IT MAY SURPRISE YOU, AFTER THE GOATS IN THE BATHROOM, THAT ROXANNA Cawley set a pleasant and even cultivated table. Against the grassy barrens she managed to coax forth string beans and acorn squash and to put them up in quantities reaching to late January—though of course everything lasted longer with old Dale gone. She also had sweet corn of a white variety I’d never seen before, a strain she liked for its tenderness and because it froze well right on the cob. Did you ever sit down to white cobbed corn, freshened with butter and salt, snow meantime beating the windows on the coldest evening of a cold new year? Faced with such fare I couldn’t even begrudge Roxanna her advocacy of pickled beets, a bowl of which she set down with restrained pride and expectation. Fortunately Dad proved fond of beets. You never know. We dined beneath a bronzed corona in which remained but one good bulb. We ate roasted chicken, raised out back the previous summer, and tender potatoes brought by train from the Red River Valley, and gravy stirred up from the cracklings. I suppose it was a meal intended to impress, though you don’t think of a woman like Roxanna worrying about how her hospitality comes off; she hadn’t seemed at all ashamed about the goats. But she went to a lot of trouble for us, who were after all just one small family paying a few dollars for a night’s room and board. During that meal I saw Dad lean back in his chair and smile over and over again, an expression that grieved me somehow; Swede looked often at the windows, and I knew she was growing the storm in her mind, abetting it until the world should be slowed and the roads stopped and us buried at some happy length in the warmth and contentment of this house.

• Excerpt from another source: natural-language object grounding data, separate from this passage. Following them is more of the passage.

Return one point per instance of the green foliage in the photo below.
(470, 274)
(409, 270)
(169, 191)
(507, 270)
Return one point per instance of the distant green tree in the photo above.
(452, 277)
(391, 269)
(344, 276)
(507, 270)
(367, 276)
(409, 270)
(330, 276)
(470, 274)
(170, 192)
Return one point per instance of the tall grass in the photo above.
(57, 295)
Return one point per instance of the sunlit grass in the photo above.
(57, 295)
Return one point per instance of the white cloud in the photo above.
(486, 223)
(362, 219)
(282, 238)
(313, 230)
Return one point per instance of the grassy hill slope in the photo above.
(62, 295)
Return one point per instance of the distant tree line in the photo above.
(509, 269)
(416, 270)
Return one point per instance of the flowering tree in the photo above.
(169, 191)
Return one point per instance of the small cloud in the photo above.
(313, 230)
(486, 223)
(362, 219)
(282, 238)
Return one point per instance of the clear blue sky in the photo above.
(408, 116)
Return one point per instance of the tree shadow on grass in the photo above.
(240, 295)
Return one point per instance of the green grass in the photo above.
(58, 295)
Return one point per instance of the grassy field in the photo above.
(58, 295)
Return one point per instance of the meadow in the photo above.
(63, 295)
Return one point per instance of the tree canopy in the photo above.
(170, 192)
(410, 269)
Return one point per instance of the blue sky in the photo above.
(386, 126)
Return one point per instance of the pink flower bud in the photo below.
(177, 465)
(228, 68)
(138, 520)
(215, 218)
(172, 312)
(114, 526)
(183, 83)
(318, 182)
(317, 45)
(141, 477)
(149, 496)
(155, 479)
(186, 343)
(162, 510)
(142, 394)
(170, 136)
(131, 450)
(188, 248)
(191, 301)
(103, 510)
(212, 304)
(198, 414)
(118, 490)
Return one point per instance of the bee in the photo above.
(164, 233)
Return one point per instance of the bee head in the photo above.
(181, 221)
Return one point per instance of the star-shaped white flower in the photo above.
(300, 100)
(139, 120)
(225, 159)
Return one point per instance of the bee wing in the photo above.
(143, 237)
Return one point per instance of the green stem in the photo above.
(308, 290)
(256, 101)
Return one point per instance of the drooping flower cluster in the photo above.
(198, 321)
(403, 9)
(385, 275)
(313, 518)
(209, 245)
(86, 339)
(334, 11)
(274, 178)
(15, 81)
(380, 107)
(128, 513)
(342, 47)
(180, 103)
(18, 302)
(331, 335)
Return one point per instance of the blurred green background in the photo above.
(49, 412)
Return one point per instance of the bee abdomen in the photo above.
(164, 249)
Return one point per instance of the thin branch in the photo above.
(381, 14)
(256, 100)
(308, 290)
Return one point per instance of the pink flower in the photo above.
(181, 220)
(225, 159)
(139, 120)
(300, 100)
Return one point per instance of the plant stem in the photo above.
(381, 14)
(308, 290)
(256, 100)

And what things we learned around that table, what lessons we had in the ways of independence! For Roxanna Cawley had started life on a ranch in a valley of northern Montana, a ranch like many of its neighbors given up in the Dust Bowl years and sold for the unpaid taxes. While moving into town she’d ridden with her father in the rented truck and watched a maddened ribby steer stagger across the road. The steer was blind with disease and Mr. Cawley evaded it with an artful swerve, but Mrs. Cawley—following in their Chevrolet—struck it broadside and was killed in that moment. Roxanna, seven and waiting in the cab, first believed it was her mother screaming, then that it was her father bellowing in grief, but actually it was the steer, which lived a few more minutes.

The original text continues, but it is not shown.